Sunday, March 18, 2012

Going Emo

© Rocky Reston |

As my kids would say, I hate to go “all emo” on you, but remember when your child was a little baby and had an ear infection? Remember…gasp… the circumcision? (If you went that controversial route.) Remember…when there was that horrible croup, or colic, or inexplicable baby constipation? The angst of it all...the pain.
            Of course, you don’t want to remember these things! (Anyway, if you have babies you’re living them now!) You know that line from the bible…"suffer the little children"? Well, I got to thinking about that the other night when I was suffering over one of the trials/learning lessons of one of my older kids. Why must we parents suffer so much every time our child suffers? Suffer the little children: not. Suffer the big adults…the parents. Yes, I know this is not what the bible is talking about. But nevertheless…
            Why do we have to suffer so much for our kids? Why do we have to be absolutely crushed when our kid doesn’t make the swim team? Or get into Princeton? Or make National Honor Society? Or needs an operation? Or has to have blood drawn? Or gets punched on the playground? Or gets dissed by a girl? Or a boy? Or flunks chemistry, or doesn’t get into the Pre-School of Our Dreams?  Or, or, or…well, the list is endless, and as parents, there is just so much suffering. Does there have to be?
            My yogi heart/brain tells me “no!” We are not our children. We are separate beings, and they are learning the lessons they need to learn. We can’t “fix” everything for them. We can’t heal every pain. We can’t dry every tear. In short, we can’t live their lives.
            I guess there you have it. Our parents didn’t live our lives for us either, and we’re still here. We survived the cuts, bruises, sprains and gashes (emotionally and physically) of living. We survived the failures, the insults, the disappointments, and we’re still here. And so will our children be no matter how convinced we are that we must suffer their pain.
            It’s hard to remember when your child is ill, or sad, or rejected, that most likely he will survive just as you did (yes, of course, there are exceptions, and I certainly can’t explain why or heal those wounds). But, we don’t have to take on every hurt as if it is our own. We need to be strong, confident, positive and uplifting. That’s what parents are for. Worry, fear, negativity, oh yes, parents are experts in these fields. Yet, from experience I know that it’s the polar opposite—hope, love, trust, and positivity-- that is the answer, no matter what.
            And so I won’t go “all emo.” This time, anyway. Oops...maybe I just did!

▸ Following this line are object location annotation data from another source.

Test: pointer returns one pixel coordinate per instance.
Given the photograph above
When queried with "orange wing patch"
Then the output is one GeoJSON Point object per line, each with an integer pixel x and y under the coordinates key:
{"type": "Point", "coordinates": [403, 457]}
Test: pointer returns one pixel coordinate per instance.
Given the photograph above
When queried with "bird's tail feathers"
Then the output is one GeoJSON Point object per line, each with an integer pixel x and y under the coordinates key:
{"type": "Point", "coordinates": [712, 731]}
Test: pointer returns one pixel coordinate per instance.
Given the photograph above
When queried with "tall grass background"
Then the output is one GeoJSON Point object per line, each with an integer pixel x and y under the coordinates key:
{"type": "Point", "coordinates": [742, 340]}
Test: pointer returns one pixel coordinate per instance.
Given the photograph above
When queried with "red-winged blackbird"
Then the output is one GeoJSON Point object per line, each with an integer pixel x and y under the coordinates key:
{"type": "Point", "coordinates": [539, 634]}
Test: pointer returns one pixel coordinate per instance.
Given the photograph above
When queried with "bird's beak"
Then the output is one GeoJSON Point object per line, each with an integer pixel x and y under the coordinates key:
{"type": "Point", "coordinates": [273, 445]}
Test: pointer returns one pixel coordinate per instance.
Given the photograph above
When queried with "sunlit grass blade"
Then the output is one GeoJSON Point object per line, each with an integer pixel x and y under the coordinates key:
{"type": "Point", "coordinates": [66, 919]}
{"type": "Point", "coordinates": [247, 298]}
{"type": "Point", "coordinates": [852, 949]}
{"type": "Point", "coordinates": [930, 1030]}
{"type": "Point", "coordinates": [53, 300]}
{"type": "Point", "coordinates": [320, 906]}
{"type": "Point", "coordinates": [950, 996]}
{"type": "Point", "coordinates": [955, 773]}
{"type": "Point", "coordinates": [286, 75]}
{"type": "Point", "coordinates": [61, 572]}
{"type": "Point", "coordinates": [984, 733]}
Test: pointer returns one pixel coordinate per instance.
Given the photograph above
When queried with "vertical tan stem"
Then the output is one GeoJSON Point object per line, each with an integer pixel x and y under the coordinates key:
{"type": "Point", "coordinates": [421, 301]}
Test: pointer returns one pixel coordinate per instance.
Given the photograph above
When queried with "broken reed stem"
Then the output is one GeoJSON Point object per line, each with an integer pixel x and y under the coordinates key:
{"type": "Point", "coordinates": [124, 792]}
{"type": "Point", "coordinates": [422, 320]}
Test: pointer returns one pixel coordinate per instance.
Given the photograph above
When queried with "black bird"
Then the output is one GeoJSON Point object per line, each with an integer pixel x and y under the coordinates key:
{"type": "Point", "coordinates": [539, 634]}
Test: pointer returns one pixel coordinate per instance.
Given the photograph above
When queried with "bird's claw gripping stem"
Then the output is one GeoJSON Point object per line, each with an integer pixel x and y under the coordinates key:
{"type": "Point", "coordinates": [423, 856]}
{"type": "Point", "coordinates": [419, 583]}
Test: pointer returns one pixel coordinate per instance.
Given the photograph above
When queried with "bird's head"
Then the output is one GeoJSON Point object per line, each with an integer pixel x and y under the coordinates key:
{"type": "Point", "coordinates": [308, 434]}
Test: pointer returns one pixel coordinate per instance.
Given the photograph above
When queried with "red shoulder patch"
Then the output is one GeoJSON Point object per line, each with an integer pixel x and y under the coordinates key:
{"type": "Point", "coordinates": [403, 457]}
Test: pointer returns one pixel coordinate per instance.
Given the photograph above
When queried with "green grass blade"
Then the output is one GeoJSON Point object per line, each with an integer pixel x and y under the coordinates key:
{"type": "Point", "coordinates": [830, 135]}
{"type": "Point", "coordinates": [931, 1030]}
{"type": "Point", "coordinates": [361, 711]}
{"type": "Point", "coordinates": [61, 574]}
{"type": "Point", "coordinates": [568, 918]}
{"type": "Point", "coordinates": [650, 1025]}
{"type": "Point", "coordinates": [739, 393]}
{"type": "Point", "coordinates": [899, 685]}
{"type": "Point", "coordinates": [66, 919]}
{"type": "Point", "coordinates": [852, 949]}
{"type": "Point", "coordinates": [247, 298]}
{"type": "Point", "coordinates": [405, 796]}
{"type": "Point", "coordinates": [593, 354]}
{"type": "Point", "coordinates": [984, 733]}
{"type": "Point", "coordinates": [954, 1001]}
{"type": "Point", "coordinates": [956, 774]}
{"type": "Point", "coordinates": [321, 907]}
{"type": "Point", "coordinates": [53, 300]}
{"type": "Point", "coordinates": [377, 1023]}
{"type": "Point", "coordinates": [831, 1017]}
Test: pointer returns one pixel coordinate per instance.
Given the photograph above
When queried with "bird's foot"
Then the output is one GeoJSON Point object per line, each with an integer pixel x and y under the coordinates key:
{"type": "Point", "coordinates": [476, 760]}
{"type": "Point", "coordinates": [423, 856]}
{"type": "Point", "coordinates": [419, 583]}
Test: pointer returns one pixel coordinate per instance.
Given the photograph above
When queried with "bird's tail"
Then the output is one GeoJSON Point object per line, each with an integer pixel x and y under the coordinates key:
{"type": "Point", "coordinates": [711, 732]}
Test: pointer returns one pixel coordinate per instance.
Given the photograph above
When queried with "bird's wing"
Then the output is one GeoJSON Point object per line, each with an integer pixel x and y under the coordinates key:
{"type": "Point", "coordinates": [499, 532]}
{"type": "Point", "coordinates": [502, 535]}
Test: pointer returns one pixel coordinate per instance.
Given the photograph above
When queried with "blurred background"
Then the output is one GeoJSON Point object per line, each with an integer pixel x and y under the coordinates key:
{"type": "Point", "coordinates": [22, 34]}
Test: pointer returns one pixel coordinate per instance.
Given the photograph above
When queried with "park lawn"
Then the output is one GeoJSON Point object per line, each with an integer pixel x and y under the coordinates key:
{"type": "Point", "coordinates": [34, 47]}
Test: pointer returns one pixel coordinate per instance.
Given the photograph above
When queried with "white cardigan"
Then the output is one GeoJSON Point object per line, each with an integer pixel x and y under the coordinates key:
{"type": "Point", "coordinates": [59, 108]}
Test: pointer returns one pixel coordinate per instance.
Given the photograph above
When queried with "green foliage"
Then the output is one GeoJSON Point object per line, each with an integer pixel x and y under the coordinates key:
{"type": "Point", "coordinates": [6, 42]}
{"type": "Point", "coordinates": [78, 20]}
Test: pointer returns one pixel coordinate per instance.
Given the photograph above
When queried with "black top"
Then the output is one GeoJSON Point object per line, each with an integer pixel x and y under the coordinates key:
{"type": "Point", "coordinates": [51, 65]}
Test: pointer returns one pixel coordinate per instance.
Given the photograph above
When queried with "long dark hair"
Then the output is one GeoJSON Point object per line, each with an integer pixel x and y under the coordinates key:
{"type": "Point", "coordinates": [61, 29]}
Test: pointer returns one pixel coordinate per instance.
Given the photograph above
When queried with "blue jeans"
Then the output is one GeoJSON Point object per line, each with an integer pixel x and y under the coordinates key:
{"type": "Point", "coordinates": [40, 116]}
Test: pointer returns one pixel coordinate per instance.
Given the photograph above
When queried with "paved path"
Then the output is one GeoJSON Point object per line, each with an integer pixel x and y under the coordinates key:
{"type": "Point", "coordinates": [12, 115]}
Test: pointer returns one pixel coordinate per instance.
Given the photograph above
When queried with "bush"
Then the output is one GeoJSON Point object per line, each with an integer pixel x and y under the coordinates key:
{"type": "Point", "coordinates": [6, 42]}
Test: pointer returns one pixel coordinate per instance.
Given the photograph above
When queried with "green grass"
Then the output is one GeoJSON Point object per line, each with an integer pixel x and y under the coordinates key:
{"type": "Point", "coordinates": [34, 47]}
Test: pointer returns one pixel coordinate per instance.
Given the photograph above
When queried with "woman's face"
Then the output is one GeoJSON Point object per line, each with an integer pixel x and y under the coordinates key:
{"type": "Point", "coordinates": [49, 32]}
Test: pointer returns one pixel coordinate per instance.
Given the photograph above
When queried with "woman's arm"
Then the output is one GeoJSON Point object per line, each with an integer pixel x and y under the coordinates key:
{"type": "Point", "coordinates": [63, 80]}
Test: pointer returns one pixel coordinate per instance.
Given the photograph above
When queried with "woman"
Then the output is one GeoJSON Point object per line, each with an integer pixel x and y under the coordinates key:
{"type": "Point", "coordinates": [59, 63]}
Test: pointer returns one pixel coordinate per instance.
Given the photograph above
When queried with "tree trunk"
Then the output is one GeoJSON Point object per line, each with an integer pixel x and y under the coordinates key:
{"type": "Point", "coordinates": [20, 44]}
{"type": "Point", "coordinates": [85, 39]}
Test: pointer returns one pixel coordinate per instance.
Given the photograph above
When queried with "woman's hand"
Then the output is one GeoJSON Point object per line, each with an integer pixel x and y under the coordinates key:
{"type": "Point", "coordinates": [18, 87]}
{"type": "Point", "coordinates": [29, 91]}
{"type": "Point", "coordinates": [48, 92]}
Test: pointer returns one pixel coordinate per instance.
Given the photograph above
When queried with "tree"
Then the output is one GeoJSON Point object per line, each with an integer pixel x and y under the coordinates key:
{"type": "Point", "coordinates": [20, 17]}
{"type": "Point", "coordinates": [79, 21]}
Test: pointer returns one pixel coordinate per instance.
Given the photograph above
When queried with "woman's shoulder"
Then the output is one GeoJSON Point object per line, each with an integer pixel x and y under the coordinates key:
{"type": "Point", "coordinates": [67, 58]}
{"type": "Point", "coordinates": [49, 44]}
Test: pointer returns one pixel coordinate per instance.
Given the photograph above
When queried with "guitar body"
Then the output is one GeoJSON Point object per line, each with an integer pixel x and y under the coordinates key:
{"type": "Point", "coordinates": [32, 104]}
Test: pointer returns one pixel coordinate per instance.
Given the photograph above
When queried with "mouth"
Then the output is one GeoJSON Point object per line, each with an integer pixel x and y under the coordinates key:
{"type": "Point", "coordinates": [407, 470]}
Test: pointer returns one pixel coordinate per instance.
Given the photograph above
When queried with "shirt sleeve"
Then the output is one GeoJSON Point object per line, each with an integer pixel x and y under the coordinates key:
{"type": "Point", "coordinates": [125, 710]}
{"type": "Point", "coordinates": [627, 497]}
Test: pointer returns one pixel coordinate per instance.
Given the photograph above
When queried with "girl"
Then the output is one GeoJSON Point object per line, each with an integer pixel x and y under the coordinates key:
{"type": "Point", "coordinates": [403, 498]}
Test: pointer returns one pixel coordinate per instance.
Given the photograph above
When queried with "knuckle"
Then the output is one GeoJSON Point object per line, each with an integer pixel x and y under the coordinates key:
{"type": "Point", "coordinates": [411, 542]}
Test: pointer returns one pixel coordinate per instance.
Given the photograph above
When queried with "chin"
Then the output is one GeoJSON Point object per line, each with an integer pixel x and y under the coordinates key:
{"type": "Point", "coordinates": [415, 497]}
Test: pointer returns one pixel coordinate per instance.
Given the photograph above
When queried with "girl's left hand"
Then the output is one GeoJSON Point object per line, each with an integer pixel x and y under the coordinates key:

  1. The womb remembers. When my children were younger, if I saw them about to get hurt, by a fall or bike crash or body blow from rough and tumbling, I'd feel a deep, immediate, strong flinch in the core of my body, as if a physical part of me were about to be hurt. Now that they are older (20-25)and their wounding experiences are less physical and more of the heart, I still ache for their sadnesses, but as we have all evolved, perspective, distance and maturity have allowed me a sense of separation which is healthier for all of us. Ultimately, there is no "have to" about feeling our children's pain. It is part and parcel of being a parent.

  2. Thank you, Linda. So very beautifully said.